Contohnya saja bila sebagaimana kita ketahui bahwa menutup aurat
dalam shalat hukumnya wajib, dan membeli baju hukumnya mubah, namun suatu waktu
saat kita akan melakukan shalat kebetulan kita tak punya baju penutup aurat
kecuali harus membeli dulu, maka membeli baju hukumnya berubah menjadi wajib,
karena perlu dipakai untuk melaksanakan shalat yang wajib .

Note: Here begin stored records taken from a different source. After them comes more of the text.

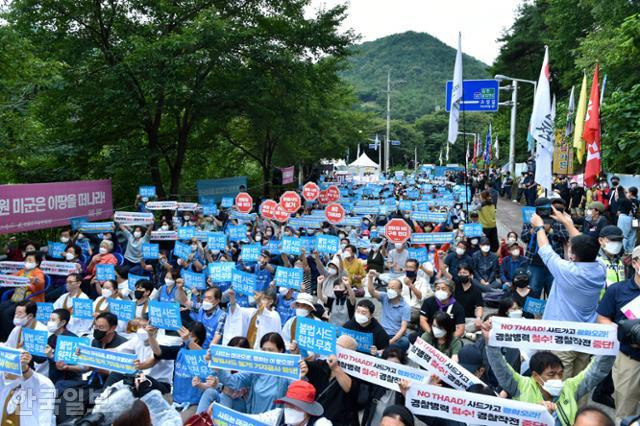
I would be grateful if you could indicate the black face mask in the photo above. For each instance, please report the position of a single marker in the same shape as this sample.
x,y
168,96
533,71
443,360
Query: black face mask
x,y
99,334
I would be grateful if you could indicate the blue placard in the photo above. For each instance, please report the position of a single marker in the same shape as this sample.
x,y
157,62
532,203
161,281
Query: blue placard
x,y
237,232
132,280
260,362
316,336
66,348
419,253
365,340
105,272
477,95
243,282
194,279
329,244
186,232
44,311
221,272
222,415
216,241
125,310
10,361
105,359
534,306
150,251
291,245
289,277
251,252
182,250
56,249
82,308
147,191
165,315
432,238
472,230
227,202
527,212
34,341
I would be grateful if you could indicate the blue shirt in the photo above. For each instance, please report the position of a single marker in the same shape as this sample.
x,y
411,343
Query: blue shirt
x,y
576,288
616,296
393,314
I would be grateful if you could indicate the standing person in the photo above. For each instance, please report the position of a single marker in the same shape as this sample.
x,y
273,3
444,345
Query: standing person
x,y
577,284
626,369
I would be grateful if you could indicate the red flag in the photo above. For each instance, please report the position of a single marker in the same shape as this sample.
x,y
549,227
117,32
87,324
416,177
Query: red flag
x,y
591,133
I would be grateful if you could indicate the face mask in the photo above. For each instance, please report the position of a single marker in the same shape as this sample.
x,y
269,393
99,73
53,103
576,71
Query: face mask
x,y
441,295
438,332
553,387
361,319
613,247
142,334
99,334
293,416
20,322
52,326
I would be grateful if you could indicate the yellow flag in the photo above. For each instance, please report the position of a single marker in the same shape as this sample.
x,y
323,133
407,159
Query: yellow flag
x,y
578,143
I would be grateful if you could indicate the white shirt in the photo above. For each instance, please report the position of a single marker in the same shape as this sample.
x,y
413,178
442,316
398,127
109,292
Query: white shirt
x,y
79,327
38,395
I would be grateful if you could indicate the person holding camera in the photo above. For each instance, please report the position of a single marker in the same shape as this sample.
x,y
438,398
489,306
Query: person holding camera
x,y
626,369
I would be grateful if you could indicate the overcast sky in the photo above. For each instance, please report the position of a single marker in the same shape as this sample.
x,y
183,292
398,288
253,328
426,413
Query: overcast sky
x,y
481,21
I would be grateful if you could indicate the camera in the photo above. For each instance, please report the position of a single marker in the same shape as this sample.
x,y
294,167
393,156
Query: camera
x,y
629,332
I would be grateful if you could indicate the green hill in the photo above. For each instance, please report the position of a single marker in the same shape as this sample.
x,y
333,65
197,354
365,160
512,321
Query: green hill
x,y
421,65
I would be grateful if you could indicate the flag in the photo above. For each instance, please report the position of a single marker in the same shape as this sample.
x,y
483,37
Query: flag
x,y
542,126
591,133
578,143
456,94
571,109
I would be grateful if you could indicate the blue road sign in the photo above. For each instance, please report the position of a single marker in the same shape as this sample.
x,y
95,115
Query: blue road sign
x,y
478,95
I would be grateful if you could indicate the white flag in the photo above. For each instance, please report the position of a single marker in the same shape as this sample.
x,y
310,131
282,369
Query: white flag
x,y
542,126
456,94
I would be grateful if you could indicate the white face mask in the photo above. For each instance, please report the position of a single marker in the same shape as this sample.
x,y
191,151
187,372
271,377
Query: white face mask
x,y
302,312
361,319
613,247
515,314
293,416
441,295
553,387
52,326
438,332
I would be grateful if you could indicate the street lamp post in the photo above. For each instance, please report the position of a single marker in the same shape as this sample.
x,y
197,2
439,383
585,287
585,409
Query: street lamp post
x,y
514,110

Contoh lain misalnya sunnah menggunakan siwak, dan membuat
kantong baju hukumnya mubah saja, lalu saat akan bepergian kita akan membawa
siwak dan baju kita tak berkantong, maka perlulah bagi kita membuat kantong
baju untuk menaruh siwak, maka membuat kantong baju di pakaian kita menjadi
sunnah hukumnya, karena diperlukan untuk menaruh siwak yang hukumnya sunnah.
Maka perayaan Maulid
Nabi saw diadakan untuk Medan Tablig dan Dakwah, dan
dakwah merupakan hal yang wajib pada suatu kaum bila dalam kemungkaran,
dan ummat sudah tak perduli dengan Nabinya saw, tak pula perduli apalagi
mencintai sang Nabi saw dan rindu pada sunnah beliau saw, dan untuk mencapai
tablig ini adalah dengan perayaan Maulid Nabi saw, maka perayaan maulid ini
menjadi wajib, karena menjadi perantara Tablig dan Dakwah serta pengenalan
sejarah sang Nabi saw serta silaturahmi.
Sebagaimana penulisan Alqur’an yang merupakan hal yang tak perlu
dizaman nabi saw, namun menjadi sunnah hukumnya di masa para sahabat karena
sahabat mulai banyak yang membutuhkan penjelasan Alqur’an, dan menjadi wajib
hukumnya setelah banyaknya para sahabat yang wafat, karena ditakutkan sirnanya
Alqur’an dari ummat, walaupun Allah telah menjelaskan bahwa Alqur’an telah
dijaga oleh Allah. Hal semacam in telah difahami dan dijelaskan oleh para
khulafa’urrasyidin, sahabat radhiyallahu’anhum, Imam dan Muhadditsin, para
ulama, fuqaha dan bahkan orang muslimin yang awam, namun hanya sebagian saudara
saudara kita muslimin yang masih bersikeras untuk menentangnya, semoga Allah
memberi mereka keluasan hati dan kejernihan, amiin.